The Transmission of Dance Knowledge
Springdance Festival, Stadsschouwberg, Utrecht
14.00 to 17.00, 19 April 2009
Public Panel Discussion — Springdance announcement link
Springdance Conference Panel 19 April 2009. Photo: Thomas Lenden
Panel Members (left to right in the above photo):
Scott deLahunta (Research Fellow, ARTI, Amsterdam School of the Arts)
Norah Zuniga-Shaw (Director of Dance & Technology, Department of Dance The Ohio State University)
Sally Jane Norman (Director of Culture Lab, Newcastle University)
Maaike Bleeker (Professor/ Chair Theatre Studies, Department of Media and Culture Studies, Utrecht University)
Bram Ieven (Assistant Professor of Literary Studies, Utrecht University)
Can contemporary choreography be brought into meaningful relationships with audiences outside of the normal conventions of dance creation and production? Would such exchanges constitute the transmission of dance knowledge? This panel featured two artist-initiated projects seeking to answer these and related questions by building unique resources for reflection on choreographic practice and for mediating interdisciplinary exchange.
Norah Zuniga Shaw presenting Synchronous Objects. Photo: Thomas Lenden
Norah Zuniga Shaw described her recent work with choreographer William Forsythe and collaborators creating an interactive on-line learning environment that uses computer-aided analysis and design to illustrate the principles that animate Forsythe’s choreography One Flat Thing, reproduced. The aim of the project, titled Synchronous Objects, is to offer the general audience and professional researchers direct access to the “complex structures of choreographic organization”; and to serve as a platform where choreographic ideas can be expressed in alternative forms.
Scott deLahunta presenting Capturing Intention. Photo: Thomas Lenden
Scott deLahunta traced the beginnings of the Notation Research Project that aimed to “investigate systems for recording and transmitting the essential elements of Emio Greco | PC’s creative work”. That project, and its follow-up Capturing Intention, evolved to become part of a two-year collaborative, interdisciplinary research into “new methods for the documentation, transmission and preservation of contemporary choreographic and dance knowledge” entitled Inside Movement Knowledge (IMK) involving a new inter-institutional consortium of partners. deLahunta presented some of the results of the first eight months of this project.
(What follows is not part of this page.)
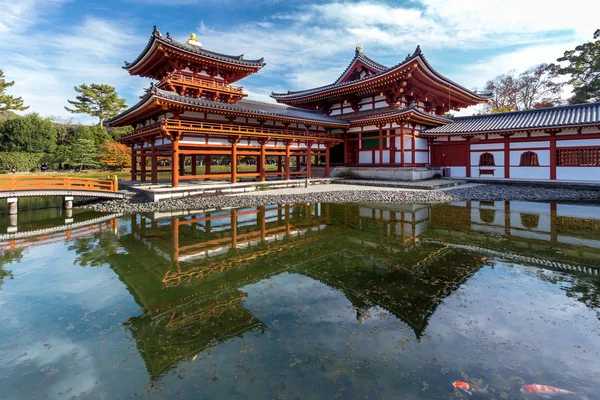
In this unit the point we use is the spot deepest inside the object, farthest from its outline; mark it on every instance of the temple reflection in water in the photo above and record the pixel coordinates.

Springdance Panel and Audience. Photo: Thomas Lenden
The presentations were followed by responses from Maaike Bleeker, Bram Ieven and Sally Jane Norman, specialists in a range of topics including performing and digital arts, cultural theory, philosophy, embodied perception and contemporary aesthetics. At the close of the session, questions and comments will be invited from the audience.